6 Mart 2017 Pazartesi

İki parmağımın arasındaki zerre...

İçimdeki sevgiyi anlatırken gezegenleri galaksileri aşıyorum hep.
Sığamıyorum evet...
Hissiyatı. kim anlatabilmişki hissettiği gibi..
O yüzden gidiyorum galaksiler ötesine...
Bulunan yazı ile, yaratılıştan var olan hissi kim anlattığını sanıyorsa aldanıyordur.
Hiç kimse kelimelerin güzelliğine aldanıp, varoluşun güzelliğini okuyup anladığını sanmasın.
İşte benim galaksilerim de bazen...
Kimselerin görmediği, ormanın derinliklerinde bir çiçeğin, ufacık yaprağındaki sabah çiği gibi berrak ve temiz, ufaklığı kadar kocaman ve masum.
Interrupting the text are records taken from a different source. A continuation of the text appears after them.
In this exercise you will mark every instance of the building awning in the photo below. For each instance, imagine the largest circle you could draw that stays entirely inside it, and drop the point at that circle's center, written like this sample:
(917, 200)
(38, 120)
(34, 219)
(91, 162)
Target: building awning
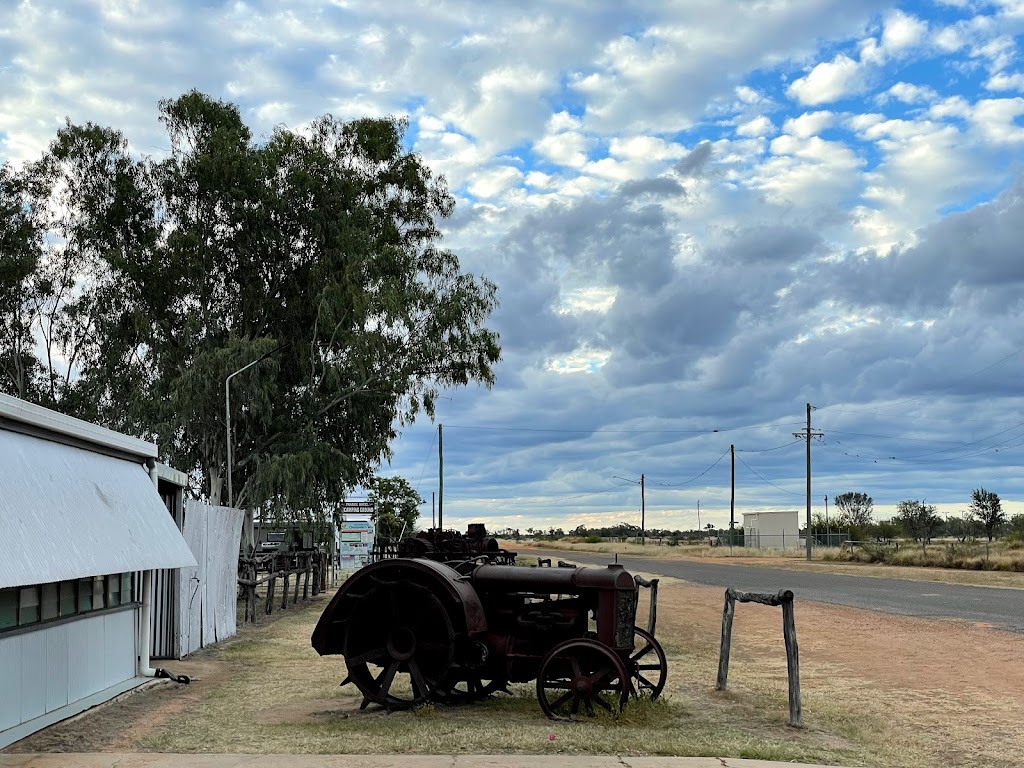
(68, 512)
Yazık ki Renk körüsünüz...
Duymuyorsunuzda belli frekanslar harici...
Hep aynı şeyleri tatmış, yemeği kurduğunuz sofralarda yemişsiniz...
Hissetmeden dokunmuşsunuz...
Ümide sarılıp, ölümle korkmuşsunuz...
Bütün bir insanlık mikron çapında bir delikten bakmışsınız...
Yargılıyorsunuz birde, İçinizdeki sinirle...
En yaşlınızın sinir gücü ne ki ?
Uyuduğunuz zamanları insan olarak sayıyorum. Siz uyurken yakınız sanırım sizinle...

Ukalanın dönüşü...
Ve sevgili bu sana değildi... Cephe gerisinde kal, savaşım değil seninle...

1 Mart 2017 Çarşamba

“ve ayağı değdi taşa”


Kaçtım uzağa,
Kafi uzağa
Memleketin kör bir ucuna
Rakıya özlemdeyim
Meyhane kokusu burnumda
Ve burnumun direği sızlar, pınardan iki damla sızar uzakta
Sevdiğin her şeyden herkesten uzakta olmayı bilirsin belki
Ama her lanet günün gecesinde sabaha, yeni seveceğin/ tutunacağın bir pencere, bir kapı, bir ev, bir insan arayarak uyanmayı dilemeyi bildiğini sanmam
Zira bilsen hala nefes alıyor olmazdın çünkü

Aylar oldu, burada bana ait hiç birşey yok hala
Eşyalı tuttum evi, çamaşır makinesi, buzdolabı, koltuk bile “onlar”ın
Bir kadeh şarabı koklayabilmek için kilometrelerce yol gidip “süper” market raflarına sarılıyorum
Şişelerin sesi duyulmasın diye küçük prensli bez çantama koyuyor eve koşuyorum
“onlar”a ait genişçe su bardağına yavaşça döküyorum şarabı
İstanbuldaki gibi kokmuyor
Yine de umutla tadını deniyorum, bir yudum alıyorum
Şarap değil ki bu diyorum
Şişeye bakıyorum, en sevdiğimden halbuki, Yakut
Oturup ağlıyorum
Aradığımdan, özlediğimden öyle uzak ki tadı…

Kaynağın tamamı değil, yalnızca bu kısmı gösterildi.